En realidad, ella y yo apenas habíamos intercambiado un par de frases por teléfono años atrás, pero su Jack y su Ari, debían haberle hablado bien de mí, y por eso Jackie parecía estar teniendo dificultades en casar la idea que se habría hecho de mí, con aquel  barbudo de melenas que su novio trataba de asfixiar en esos momentos. Cuando Ari, me soltó, continuó dándome fuertes palmetazos en la espalda durante un buen rato, así que yo me acerqué a trompicones a aquella magnífica yegua y le di el pésame, por aquel espantoso suceso de cuatro años atrás. Ella bajó la mirada unos instantes hacia las alfombras persas, y en seguida la levantó con su energía recuperada. Al verla con Ari, recordé lo que había dicho Charles de ella durante la comida de la tarde anterior.

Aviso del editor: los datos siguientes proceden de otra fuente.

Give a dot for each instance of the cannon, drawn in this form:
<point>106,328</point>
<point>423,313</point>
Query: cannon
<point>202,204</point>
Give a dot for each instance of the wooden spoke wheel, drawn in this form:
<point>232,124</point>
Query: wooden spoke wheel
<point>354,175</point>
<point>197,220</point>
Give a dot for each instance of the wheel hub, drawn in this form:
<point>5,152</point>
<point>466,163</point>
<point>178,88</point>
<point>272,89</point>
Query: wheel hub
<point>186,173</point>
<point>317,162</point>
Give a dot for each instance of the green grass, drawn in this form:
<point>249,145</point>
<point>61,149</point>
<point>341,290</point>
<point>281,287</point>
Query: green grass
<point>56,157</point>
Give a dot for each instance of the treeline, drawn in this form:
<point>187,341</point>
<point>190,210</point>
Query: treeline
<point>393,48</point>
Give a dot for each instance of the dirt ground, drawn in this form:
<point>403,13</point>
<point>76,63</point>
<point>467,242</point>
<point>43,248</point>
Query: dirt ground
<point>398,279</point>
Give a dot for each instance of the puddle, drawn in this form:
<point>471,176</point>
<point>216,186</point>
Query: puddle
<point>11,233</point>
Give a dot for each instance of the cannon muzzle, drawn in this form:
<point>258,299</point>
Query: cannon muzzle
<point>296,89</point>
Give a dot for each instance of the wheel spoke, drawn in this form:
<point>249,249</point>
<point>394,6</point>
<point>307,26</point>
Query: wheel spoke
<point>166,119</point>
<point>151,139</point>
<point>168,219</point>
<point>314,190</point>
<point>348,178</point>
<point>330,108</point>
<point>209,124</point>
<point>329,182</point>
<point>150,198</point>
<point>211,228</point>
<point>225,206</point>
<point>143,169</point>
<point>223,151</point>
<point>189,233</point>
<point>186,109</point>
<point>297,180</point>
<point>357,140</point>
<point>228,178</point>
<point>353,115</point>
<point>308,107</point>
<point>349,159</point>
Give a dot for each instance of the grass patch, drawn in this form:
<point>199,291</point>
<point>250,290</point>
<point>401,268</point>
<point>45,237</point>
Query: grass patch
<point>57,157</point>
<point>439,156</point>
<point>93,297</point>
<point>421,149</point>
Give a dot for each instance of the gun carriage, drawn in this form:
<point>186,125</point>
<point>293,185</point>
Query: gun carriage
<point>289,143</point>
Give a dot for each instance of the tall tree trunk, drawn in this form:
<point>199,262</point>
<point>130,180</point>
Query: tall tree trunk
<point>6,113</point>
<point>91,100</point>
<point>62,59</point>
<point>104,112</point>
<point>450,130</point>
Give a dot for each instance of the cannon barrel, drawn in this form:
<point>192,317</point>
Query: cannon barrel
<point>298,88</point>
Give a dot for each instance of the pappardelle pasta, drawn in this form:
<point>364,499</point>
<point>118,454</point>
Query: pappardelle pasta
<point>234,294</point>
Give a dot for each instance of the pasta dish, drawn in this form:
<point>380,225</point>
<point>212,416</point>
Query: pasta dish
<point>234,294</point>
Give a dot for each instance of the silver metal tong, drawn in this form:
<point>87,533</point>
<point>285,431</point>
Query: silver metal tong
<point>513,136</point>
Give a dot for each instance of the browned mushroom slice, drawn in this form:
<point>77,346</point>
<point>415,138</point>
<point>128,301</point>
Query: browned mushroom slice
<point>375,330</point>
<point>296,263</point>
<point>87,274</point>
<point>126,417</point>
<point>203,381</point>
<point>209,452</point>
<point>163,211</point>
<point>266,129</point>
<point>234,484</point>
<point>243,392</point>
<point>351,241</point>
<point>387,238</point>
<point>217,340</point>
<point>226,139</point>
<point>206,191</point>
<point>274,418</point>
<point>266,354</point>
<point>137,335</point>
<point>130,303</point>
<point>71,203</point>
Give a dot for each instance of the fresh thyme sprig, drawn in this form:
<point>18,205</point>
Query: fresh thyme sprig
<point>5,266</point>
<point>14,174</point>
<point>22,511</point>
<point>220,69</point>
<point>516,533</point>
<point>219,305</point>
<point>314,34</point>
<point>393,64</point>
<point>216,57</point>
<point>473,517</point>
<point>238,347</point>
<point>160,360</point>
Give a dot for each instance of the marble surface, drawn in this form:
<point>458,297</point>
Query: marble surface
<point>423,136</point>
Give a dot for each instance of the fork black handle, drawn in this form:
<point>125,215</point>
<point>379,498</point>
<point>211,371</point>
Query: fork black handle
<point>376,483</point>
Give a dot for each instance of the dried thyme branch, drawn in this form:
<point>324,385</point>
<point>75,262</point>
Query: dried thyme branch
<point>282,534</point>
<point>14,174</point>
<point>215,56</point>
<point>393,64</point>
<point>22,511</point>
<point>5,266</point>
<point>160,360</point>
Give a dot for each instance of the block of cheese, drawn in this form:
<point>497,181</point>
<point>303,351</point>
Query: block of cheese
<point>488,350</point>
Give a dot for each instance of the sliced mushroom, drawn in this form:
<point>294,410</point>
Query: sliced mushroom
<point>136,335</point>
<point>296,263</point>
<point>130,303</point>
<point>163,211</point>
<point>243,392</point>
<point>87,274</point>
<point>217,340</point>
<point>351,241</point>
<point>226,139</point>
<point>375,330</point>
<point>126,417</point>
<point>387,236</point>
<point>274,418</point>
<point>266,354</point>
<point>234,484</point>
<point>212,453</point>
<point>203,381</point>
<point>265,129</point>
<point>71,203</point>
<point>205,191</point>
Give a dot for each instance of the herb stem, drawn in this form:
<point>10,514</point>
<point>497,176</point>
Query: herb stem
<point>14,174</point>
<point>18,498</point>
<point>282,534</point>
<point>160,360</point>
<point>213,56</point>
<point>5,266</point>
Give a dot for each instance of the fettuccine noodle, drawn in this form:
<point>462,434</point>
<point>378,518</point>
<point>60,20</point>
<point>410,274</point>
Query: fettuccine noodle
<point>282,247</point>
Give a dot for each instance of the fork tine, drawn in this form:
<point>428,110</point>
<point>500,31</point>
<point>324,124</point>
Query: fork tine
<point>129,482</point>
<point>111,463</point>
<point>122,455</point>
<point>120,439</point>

Fue después de que Charles le comentara a Lyndon, con una risita muy delgadita que él sabía hacer (de hecho era la única que le salía), lo afortunado que había sido Johnson, de que se cargaran a su antecesor, pues las apuestas sobre que alguna vez llegase a presidente, cuando Kennedy terminase segundo mandato, incluso que repitiera de vicepresidente en la segunda presidencia, con los procedimientos judiciales por corrupción que había en marcha contra él, estaban algo desproporcionadas en su contra. Lyndon, carraspeó azorado, llevándose la servilleta a la boca y diciendo que desde luego él, no había tenido nada que ver en aquello. El informe Warren lo había dejado bien claro. Charles, se rió aún más y Lyndon optó por cambiar del tema, alabando la entereza de Jacqueline Kennedy, durante y después de aquellos imprevistos sucesos. De Gaulle coincidió y dijo que para él, Jackie era una valerosa mujer, muy bien educada y que, en cuanto a su destino, terminaría en el yate de un petrolero. Entonces fue a mí, a quien se le escapó aquella risita de comadreja.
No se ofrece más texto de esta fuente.